ユーザーの対応について新規の安全管理措置を導入

 また、PSN/Qriocityの安全性向上にあわせて、SCE/SNEIは、近日中に地域ごとにサービスを段階的に復旧する。一週間以内をめどに一部サービスを再開予定で、具体的な内容は以下の通り。


  • PS3およびPSPでのオンライン対戦、PlayStationNetworkへのログイン認証が必要なタイトルおよびダウンロードされたタイトルのゲームプレイ
  • PSNのビデオ配信サービスでダウンロード済みのレンタル映像コンテンツのPS3、PSP、Media Goでの再生(有効期限内に限る)
  • 音楽配信サービス「Music Unlimited powered by QriocityのPS3およびPSPでの再生(現行の会員限定)
  • PlayStationPlusの各機能
  • PlayStation Home
  • アカウント管理、パスワードリセット
  • トロフィーなどのフレンド機能
  • チャット機能

 

サービス開始予定について

 これらの再開とともに、5月中の完全復旧を目指す。また、今回のお詫びを兼ねて、全世界のPSNおよびQriocityのユーザーに向けた、特定コンテンツの無料ダウンロードや定額制サービスパッケージ「PlayStation Plus」の30日間無料加入などを行なう予定。

 こうした施策の詳細は地域ごとに決定する予定。また、情報漏洩による被害についての補償については、クレジットカードの不正利用などが生じた場合など、今後の状況の変化に応じて個別に対応する予定とした。


■原因はアプリケーションサーバーの脆弱性。NGPやタブレットのスケジュールに変更無し

不正侵入の概要

 平井一夫CEOは、「世界中のユーザーに愛され、お楽しみいただいているサービスで、個人情報が流出した可能性があるという事態になり、多大なる心配をおかけした。サービスを長期停止したことを含め、改めてお詫びする」と謝罪。

 ソニーでCIOを務める長谷島眞時氏は、「攻撃は、アプリケーションサーバー上の脆弱性を狙ったもの。ここから、アプリケーションにデータを送り不正な手口を使って、外部との通信を可能にし、データベースに攻撃ができるアクセス権限を入手し、データベースに不正にアクセスされた」という。このアプリケーションサーバーの脆弱性は「既知の脆弱性で、SNEIのマネジメントが認識していなかった」と説明した。脆弱性の具体的な内容については言及を控えるとした。

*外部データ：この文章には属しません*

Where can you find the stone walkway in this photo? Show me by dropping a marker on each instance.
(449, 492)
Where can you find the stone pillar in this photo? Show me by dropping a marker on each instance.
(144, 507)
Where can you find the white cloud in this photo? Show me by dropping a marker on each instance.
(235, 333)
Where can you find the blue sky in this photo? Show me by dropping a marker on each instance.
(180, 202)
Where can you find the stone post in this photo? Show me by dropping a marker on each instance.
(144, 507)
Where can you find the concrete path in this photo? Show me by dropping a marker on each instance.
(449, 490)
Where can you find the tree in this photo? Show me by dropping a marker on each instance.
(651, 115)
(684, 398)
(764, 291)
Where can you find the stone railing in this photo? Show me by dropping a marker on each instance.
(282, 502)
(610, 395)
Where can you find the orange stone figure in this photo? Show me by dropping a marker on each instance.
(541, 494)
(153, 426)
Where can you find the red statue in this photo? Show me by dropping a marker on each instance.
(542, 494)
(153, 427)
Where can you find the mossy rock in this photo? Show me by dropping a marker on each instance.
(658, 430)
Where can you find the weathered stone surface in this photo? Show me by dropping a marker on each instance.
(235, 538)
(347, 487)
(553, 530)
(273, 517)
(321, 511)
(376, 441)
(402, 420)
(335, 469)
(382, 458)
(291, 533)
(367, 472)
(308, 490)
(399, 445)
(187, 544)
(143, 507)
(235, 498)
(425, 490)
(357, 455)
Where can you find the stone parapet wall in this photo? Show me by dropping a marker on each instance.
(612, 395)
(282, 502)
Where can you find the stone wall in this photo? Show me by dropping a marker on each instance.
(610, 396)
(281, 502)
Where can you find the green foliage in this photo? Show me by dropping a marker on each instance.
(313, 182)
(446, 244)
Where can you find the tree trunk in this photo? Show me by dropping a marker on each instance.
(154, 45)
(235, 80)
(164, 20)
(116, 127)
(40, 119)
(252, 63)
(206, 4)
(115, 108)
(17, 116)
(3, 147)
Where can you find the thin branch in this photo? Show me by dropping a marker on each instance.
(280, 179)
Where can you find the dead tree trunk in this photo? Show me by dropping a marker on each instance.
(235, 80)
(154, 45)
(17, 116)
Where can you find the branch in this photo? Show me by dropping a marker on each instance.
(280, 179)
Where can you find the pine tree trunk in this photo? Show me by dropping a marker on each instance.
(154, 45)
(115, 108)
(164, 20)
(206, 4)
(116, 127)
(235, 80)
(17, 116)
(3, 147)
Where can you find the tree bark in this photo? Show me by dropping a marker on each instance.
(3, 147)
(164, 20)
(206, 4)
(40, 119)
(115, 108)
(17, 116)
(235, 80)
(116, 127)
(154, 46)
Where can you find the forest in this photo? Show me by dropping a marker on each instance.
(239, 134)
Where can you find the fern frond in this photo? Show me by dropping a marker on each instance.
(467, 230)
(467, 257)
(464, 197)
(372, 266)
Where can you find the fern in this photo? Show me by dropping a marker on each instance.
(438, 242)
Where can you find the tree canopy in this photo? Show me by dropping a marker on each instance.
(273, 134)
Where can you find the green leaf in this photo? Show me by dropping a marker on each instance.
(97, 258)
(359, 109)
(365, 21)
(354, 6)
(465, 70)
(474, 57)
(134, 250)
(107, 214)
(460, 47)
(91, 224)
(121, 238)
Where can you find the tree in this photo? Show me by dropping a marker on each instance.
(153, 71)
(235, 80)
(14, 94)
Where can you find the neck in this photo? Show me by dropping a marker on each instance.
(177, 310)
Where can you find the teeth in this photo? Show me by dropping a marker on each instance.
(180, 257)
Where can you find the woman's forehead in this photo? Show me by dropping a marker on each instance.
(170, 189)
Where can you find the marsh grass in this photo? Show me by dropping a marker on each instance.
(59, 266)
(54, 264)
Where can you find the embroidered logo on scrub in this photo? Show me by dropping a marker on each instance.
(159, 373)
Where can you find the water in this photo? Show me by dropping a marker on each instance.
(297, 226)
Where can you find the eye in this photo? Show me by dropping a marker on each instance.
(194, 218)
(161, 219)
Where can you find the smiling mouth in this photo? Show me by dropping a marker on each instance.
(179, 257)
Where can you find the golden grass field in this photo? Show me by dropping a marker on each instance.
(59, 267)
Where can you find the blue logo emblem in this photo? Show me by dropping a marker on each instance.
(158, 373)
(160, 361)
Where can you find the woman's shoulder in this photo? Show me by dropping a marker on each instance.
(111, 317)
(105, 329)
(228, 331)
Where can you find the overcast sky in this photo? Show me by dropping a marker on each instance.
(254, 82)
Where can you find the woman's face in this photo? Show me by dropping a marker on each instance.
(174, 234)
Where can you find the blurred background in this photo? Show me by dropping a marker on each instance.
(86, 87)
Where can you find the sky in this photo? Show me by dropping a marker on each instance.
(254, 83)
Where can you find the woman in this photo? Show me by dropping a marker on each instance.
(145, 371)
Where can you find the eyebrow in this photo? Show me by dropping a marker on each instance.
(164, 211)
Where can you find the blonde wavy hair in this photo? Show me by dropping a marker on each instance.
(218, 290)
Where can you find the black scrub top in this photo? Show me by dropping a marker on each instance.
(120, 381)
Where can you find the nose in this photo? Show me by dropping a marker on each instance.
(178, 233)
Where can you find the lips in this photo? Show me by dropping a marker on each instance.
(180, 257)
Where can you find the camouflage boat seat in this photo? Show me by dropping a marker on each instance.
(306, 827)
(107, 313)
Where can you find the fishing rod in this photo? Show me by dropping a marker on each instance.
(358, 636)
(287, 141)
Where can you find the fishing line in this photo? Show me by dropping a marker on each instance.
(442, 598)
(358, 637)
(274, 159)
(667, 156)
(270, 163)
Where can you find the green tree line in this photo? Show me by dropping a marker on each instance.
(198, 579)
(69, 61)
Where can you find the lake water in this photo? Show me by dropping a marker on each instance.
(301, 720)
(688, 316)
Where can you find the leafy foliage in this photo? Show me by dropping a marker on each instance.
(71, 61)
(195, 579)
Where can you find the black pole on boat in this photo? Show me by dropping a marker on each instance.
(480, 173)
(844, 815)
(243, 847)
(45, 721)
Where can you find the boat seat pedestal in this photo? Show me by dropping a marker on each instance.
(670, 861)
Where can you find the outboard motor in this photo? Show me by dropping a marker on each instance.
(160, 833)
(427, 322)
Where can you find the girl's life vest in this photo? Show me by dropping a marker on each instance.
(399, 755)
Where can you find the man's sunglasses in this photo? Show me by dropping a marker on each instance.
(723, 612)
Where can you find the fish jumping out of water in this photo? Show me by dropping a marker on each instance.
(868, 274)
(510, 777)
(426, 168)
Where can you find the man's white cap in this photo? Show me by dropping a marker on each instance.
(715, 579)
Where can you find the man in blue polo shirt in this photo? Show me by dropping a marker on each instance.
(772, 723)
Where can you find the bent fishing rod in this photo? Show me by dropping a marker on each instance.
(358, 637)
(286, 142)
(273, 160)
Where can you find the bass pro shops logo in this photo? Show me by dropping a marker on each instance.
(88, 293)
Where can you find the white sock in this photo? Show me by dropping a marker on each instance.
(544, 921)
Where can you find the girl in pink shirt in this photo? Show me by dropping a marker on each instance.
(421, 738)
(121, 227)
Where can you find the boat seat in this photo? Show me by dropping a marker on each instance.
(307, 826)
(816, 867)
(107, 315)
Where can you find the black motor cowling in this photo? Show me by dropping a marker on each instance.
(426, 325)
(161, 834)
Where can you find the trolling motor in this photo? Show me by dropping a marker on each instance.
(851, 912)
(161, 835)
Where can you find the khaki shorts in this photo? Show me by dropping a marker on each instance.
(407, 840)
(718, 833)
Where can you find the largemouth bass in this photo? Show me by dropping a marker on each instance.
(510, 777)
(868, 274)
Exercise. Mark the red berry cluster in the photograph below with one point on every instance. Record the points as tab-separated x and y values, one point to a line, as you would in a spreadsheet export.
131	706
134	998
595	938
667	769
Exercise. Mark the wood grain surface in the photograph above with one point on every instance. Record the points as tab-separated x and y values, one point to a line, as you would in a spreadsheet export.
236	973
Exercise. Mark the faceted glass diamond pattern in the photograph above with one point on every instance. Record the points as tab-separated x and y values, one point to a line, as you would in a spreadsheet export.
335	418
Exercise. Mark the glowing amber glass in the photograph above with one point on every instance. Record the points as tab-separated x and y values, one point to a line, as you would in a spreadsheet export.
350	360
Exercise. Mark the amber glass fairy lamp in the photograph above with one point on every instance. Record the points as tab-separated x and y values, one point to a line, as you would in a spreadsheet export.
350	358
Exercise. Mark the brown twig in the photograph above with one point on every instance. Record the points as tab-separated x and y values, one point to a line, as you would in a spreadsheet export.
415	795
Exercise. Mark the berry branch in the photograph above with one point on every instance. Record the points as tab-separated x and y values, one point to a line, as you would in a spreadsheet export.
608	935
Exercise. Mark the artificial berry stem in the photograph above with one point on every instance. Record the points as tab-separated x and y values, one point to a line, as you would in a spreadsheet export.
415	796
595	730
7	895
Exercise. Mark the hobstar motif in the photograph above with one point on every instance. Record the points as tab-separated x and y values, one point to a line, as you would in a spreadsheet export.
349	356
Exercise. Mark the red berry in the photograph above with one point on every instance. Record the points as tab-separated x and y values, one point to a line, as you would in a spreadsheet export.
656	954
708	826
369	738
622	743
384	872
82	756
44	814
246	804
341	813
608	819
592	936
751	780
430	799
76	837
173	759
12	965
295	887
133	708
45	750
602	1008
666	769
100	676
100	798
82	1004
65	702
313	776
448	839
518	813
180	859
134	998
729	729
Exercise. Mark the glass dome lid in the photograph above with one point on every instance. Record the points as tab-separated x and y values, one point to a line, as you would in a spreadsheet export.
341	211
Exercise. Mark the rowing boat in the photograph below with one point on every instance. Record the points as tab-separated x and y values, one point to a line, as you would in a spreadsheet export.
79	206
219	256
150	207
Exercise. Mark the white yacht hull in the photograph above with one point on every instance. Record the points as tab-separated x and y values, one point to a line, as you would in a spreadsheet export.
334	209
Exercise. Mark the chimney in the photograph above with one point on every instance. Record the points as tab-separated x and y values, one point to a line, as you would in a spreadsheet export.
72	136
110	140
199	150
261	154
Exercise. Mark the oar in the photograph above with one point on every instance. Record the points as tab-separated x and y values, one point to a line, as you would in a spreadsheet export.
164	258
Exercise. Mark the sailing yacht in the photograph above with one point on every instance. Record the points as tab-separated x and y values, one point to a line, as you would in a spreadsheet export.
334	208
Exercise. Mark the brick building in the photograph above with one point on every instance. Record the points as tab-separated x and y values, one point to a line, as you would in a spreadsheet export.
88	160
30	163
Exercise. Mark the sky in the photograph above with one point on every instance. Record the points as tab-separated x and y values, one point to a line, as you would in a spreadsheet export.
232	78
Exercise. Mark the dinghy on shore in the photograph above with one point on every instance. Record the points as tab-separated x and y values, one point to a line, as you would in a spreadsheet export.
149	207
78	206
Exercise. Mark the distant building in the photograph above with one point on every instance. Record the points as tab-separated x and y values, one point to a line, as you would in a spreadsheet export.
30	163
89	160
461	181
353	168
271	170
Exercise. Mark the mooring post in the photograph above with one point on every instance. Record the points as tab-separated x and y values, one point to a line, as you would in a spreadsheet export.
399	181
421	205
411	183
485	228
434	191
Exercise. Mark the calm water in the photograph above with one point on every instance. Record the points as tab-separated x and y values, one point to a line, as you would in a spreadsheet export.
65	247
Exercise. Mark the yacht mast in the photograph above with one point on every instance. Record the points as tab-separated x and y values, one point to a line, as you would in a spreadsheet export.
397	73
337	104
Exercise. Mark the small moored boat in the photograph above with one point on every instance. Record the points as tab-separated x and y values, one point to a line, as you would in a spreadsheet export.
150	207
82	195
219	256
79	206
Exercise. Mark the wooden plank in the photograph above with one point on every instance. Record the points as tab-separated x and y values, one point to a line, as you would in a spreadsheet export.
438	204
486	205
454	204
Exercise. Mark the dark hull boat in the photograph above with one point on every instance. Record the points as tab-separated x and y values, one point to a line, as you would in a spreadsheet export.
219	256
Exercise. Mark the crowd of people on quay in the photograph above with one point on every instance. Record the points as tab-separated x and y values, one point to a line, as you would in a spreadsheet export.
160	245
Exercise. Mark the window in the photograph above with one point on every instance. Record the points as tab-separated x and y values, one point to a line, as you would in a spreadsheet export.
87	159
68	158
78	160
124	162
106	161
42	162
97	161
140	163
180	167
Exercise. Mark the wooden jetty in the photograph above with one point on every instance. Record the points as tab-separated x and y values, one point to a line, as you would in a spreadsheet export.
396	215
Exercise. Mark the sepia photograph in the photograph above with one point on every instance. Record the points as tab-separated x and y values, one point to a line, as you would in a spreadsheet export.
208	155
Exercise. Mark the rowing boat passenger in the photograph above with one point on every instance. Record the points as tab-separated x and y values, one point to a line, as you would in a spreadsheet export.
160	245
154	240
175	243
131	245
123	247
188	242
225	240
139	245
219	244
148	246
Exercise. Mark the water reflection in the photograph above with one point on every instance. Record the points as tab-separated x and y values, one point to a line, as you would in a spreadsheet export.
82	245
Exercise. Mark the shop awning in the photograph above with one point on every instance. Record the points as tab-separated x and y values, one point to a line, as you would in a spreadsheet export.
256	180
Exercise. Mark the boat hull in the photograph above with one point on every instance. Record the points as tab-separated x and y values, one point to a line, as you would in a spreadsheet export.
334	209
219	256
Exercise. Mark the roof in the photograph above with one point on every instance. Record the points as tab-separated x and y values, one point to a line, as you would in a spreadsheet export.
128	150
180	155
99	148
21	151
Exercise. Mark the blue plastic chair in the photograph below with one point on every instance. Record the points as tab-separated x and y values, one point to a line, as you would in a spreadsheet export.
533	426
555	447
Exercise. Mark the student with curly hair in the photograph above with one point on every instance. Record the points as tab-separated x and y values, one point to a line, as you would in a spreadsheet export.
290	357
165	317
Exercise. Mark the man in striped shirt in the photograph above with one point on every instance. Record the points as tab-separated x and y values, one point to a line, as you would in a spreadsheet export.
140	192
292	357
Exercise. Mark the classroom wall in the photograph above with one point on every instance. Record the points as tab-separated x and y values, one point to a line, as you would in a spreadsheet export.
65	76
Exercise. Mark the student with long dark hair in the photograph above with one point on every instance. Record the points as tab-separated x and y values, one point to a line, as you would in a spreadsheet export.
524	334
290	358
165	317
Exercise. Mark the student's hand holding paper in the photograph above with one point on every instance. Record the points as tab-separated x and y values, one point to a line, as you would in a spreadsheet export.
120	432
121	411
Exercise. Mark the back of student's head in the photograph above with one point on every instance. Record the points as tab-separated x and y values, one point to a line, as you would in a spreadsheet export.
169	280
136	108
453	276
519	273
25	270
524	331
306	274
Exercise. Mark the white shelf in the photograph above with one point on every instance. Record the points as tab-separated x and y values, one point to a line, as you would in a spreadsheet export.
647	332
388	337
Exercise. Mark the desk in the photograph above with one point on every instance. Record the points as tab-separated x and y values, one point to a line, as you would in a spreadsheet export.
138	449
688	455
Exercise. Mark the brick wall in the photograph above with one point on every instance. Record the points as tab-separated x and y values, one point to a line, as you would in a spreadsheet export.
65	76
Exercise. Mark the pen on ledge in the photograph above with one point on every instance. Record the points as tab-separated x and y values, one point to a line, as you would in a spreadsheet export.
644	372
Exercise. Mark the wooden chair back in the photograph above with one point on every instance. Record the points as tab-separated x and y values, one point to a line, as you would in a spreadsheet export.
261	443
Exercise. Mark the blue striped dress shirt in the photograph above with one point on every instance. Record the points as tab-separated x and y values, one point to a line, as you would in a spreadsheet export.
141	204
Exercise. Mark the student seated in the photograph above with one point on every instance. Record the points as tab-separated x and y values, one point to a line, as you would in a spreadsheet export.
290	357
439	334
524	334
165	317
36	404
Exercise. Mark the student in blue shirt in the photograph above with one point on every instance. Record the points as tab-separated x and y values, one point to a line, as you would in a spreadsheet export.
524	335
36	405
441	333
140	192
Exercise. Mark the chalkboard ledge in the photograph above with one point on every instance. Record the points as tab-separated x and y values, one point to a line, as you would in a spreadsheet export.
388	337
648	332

 なお、クレジットカード情報について「漏洩の証拠はないが、可能性がある」としている。その理由について、「クレジットカード情報については暗号化されている。また、その情報を読みに行った形跡がない、ということで証拠がないと分類している」とした。パスワードについては、「暗号化はされていないが、ハッシュ化はされている」とのこと。

 また、2011年に入ってから「アノニマス」というグループから攻撃を受けていたことについても言及。サーバーへの攻撃や店舗での座り込みの呼びかけに加え、経営陣の家族の名前や所属を公表されるなどの攻撃を受けていたとのことで、「健全で安心な社会のためにも、捜査当局や関連機関と協力し、毅然とした態度で対応する」(平井CEO)とした。

今後の経営方針について
 ただし、このアノニマスは今回の事件への関与を否定しており、平井CEOも「(関連を) 示唆するものではない。あくまで背景説明です」とする。今回の攻撃者やその意図についても現時点では不明という。また、問題発覚から会見までが遅かったことについても、「復旧までの時期も含めて、ある程度確度の高い情報をお届けしたかったという判断」とした。

 今後の事業への影響について、平井CEOは、「NGP、タブレットなどもネットワークが重要になる。ネットワークを使ったユーザーエクスぺリエンスで、これは楽しいと思っていただける商品を提供したい。そのロードマップに変更はなく、ソニーがやっていく道だと考えている。NGPやタブレットについても発売日などに変更はない」とした。